La rivolta contadina di Douar Chlihat e il Marocco “a due velocità”

Il douar (villaggio rurale) di Chlihat, situato tra Larache e Ksar Kebir, nella parte nord-occidentale del Marocco, raggruppa circa trecento caseggiati costruiti con terra e legno per un totale di duemila abitanti. La piana del Gharb, questo il nome con cui è conosciuta la regione, è una delle zone di maggior produzione agricola del paese.






I suoi terreni sono fertili, ben irrigati e provvisti - già dal tempo della colonizzazione spagnola - delle infrastrutture necessarie per una coltivazione di tipo intensivo, finalizzata quasi esclusivamente all’esportazione.

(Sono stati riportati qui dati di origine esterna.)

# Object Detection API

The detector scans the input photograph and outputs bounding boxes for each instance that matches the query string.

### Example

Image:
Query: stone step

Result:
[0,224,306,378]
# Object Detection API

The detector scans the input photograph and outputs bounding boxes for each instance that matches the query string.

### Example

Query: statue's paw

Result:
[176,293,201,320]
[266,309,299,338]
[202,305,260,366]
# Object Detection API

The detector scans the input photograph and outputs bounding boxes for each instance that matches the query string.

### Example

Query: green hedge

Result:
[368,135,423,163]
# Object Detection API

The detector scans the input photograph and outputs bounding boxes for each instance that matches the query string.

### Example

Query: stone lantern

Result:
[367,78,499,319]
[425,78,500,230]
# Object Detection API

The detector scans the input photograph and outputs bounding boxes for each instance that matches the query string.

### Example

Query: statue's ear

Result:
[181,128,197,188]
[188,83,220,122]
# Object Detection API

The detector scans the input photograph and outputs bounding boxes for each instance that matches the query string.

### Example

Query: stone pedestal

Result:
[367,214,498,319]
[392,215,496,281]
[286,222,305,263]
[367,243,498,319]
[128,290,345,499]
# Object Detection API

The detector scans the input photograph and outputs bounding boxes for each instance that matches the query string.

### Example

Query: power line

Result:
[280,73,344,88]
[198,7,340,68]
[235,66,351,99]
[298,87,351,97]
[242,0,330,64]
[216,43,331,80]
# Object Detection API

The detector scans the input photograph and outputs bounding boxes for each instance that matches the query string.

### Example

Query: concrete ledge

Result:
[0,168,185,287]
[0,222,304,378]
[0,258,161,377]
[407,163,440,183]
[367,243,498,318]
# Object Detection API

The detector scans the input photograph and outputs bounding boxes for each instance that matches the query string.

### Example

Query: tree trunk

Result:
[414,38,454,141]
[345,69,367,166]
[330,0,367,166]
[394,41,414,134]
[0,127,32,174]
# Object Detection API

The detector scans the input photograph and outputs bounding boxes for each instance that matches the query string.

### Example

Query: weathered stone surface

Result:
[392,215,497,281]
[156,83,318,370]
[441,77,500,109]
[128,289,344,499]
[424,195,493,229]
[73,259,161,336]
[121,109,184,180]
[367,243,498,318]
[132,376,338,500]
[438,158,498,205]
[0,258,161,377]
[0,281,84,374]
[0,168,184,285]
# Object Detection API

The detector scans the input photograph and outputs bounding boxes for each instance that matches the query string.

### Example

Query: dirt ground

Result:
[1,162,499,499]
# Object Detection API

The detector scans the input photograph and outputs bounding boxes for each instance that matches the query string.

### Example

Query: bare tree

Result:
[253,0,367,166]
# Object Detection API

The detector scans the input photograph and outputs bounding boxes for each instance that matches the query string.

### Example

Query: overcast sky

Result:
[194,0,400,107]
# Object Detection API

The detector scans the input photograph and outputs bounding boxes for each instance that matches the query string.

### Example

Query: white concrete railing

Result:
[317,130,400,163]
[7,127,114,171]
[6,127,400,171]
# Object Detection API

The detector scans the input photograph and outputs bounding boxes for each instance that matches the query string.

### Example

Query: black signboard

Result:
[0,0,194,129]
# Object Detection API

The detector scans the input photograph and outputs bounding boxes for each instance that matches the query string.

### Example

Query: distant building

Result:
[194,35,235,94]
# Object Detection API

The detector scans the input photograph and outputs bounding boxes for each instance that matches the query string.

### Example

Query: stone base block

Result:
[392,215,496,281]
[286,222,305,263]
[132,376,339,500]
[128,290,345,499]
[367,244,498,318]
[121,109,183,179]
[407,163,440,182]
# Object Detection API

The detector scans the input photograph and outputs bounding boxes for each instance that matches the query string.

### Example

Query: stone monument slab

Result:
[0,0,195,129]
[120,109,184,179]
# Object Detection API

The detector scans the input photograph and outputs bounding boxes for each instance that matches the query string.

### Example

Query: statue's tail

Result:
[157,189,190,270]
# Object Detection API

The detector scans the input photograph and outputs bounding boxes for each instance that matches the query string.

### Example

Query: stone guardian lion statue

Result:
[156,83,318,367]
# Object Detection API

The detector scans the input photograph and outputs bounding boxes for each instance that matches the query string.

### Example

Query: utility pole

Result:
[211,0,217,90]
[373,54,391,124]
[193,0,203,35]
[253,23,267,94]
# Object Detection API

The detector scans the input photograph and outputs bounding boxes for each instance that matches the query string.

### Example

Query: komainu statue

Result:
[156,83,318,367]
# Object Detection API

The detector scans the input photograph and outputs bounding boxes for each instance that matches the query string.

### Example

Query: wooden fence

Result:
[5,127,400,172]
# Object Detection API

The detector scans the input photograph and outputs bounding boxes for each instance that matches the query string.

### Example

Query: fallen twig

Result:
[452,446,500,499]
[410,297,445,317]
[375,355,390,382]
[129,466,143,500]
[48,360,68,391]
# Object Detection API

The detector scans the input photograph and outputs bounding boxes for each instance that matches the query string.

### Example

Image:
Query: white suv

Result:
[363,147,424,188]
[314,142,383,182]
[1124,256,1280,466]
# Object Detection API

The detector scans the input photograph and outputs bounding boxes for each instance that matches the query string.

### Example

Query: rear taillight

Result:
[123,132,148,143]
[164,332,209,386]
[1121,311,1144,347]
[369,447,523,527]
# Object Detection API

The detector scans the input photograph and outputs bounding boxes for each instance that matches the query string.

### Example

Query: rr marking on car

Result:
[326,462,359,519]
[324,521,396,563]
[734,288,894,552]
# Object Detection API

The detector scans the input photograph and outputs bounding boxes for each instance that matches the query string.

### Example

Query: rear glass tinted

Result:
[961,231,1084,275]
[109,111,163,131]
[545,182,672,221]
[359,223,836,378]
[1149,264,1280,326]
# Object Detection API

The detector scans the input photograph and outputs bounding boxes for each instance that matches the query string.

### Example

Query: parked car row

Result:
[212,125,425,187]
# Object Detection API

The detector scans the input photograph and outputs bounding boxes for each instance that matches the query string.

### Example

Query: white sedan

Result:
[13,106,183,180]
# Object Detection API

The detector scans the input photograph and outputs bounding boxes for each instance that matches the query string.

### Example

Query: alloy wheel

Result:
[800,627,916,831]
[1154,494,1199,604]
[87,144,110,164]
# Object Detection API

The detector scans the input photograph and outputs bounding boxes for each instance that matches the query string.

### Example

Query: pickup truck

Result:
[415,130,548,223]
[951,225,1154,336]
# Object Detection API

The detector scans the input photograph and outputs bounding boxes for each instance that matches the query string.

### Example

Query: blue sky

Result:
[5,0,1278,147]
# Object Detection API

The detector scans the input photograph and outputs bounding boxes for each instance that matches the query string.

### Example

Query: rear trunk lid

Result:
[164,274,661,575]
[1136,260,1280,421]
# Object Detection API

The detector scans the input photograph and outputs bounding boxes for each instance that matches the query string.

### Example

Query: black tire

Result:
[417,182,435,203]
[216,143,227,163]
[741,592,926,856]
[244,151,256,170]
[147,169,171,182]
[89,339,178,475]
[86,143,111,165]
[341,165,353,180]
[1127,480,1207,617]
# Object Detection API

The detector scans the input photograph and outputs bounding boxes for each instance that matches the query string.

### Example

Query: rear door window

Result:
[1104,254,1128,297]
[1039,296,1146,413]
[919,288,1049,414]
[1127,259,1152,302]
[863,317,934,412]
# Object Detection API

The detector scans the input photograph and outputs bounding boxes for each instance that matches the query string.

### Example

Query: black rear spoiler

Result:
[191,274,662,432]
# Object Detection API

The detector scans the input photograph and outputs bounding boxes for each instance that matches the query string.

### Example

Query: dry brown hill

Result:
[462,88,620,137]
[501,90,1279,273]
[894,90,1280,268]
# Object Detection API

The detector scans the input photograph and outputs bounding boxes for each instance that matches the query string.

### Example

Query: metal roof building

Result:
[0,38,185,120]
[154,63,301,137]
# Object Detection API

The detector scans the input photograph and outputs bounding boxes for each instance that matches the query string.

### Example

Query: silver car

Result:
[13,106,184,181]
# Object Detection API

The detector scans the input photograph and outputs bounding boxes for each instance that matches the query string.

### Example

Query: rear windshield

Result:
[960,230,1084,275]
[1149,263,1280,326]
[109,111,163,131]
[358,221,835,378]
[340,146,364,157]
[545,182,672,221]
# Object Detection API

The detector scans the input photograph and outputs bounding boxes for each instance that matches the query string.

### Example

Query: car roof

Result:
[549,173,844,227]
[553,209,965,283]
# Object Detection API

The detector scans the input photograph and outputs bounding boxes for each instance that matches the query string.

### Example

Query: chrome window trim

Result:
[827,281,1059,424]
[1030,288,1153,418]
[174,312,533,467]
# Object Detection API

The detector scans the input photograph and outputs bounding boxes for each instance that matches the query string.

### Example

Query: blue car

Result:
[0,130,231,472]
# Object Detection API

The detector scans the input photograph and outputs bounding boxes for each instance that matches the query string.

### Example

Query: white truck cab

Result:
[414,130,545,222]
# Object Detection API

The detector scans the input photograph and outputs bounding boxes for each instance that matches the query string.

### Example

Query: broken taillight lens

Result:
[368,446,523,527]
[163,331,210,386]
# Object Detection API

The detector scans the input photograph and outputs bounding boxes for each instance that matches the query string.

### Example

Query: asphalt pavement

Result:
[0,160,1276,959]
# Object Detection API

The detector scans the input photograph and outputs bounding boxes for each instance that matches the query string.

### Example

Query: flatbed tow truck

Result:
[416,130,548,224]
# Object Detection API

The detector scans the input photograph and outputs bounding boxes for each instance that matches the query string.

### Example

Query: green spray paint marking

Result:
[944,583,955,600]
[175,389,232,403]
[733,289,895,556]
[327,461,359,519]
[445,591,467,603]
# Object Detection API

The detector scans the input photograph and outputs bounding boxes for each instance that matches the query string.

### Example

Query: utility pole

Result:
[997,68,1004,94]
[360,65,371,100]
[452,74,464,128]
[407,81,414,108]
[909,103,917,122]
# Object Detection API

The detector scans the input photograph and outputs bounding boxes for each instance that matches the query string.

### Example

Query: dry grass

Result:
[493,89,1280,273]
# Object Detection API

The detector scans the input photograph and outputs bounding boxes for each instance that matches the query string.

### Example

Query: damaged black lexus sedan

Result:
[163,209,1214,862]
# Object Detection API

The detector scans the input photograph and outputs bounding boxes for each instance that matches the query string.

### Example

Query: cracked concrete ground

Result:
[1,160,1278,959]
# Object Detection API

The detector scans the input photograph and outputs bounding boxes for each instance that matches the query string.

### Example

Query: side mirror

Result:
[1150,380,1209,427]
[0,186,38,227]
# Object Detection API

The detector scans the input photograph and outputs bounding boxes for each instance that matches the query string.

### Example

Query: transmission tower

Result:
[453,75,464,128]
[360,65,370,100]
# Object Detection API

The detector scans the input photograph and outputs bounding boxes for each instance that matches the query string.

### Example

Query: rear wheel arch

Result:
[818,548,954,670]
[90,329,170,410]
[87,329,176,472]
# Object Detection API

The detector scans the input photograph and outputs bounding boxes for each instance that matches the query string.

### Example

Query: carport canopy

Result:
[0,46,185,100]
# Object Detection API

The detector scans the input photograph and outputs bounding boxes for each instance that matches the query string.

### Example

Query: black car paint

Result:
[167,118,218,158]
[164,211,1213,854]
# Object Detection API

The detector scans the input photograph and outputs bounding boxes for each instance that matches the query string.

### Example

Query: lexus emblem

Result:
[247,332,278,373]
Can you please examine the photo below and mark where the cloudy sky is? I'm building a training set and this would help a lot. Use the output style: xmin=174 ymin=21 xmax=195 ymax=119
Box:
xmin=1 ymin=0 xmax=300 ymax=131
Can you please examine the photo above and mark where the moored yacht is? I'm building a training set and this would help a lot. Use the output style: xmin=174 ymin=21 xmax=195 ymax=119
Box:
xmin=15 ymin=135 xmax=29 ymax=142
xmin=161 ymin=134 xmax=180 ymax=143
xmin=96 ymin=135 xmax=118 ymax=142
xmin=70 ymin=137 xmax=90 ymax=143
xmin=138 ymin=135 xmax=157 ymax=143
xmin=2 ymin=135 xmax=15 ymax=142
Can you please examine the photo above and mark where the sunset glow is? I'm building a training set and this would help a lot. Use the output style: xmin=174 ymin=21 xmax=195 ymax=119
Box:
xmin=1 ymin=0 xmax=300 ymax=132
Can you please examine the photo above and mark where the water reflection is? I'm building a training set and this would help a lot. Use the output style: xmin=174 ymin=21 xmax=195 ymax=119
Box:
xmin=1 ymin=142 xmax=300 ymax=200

Ciò nonostante la popolazione di Chlihat - come pure quella degli altri villaggi sparsi nella regione, che cercano di resistere alla voracità delle grandi aziende - non sembrano beneficiare delle stesse opportunità e condizioni. I contadini e le rispettive famiglie sopravvivono grazie all’allevamento e ai magri raccolti forniti dalle “terre collettive”, la cui estensione si è progressivamente ridotta nel tempo per lasciar spazio allo sfruttamento industriale.
Da queste parti la disoccupazione giovanile supera ampiamente la media nazionale del 30% e, per chi non riesce ad ottenere un impiego come bracciante stagionale nella raccolta delle fragole, non resta altra scelta che tentare l’emigrazione verso le metropoli o all’estero.
Ma nel territorio che circonda Chlihat non si coltivano soltanto fragole. La società spagnola Ribera del Arroz, insediatasi nella zona al tempo dell’apertura economica imposta dal Fondo monetario internazionale, è una delle più note produttrici di riso del panorama europeo. Dal 2007 ha ottenuto in concessione dallo Stato marocchino circa 4 mila ettari di terra “ad un prezzo di affitto irrisorio - 400 dirham all’ettaro (meno di 40 euro) - cento volte inferiore alle tariffe di mercato correnti”, riferisce Souad Guennoun, attivista di Attac Maroc. Per il governo di Rabat si tratta di una prassi consolidata, volta ad attirare, oltre che per il basso costo della manodopera, l’ingresso delle multinazionali straniere nel paese.
Come ogni anno da allora, in primavera, la Ribera inizia la lavorazione e l’invaso dei terreni. La coltivazione del riso necessita infatti di un costante afflusso d’acqua, da molti considerato eccessivo vista la generale carenza di risorse idriche per i contadini locali. In più la presenza di acqua stagnante causa la proliferazione di insetti e zanzare che, con l’aumento delle temperature estive, rendono impossibile la vita nel douar. Gli abitanti del villaggio non sono disposti a sopportare, presentano esposti alle autorità e ai vertici della società spagnola, ma non nascondono la speranza che la vicina risaia possa offrire per lo meno lavoro ai giovani, evitando di vederli partire per cercare fortuna altrove.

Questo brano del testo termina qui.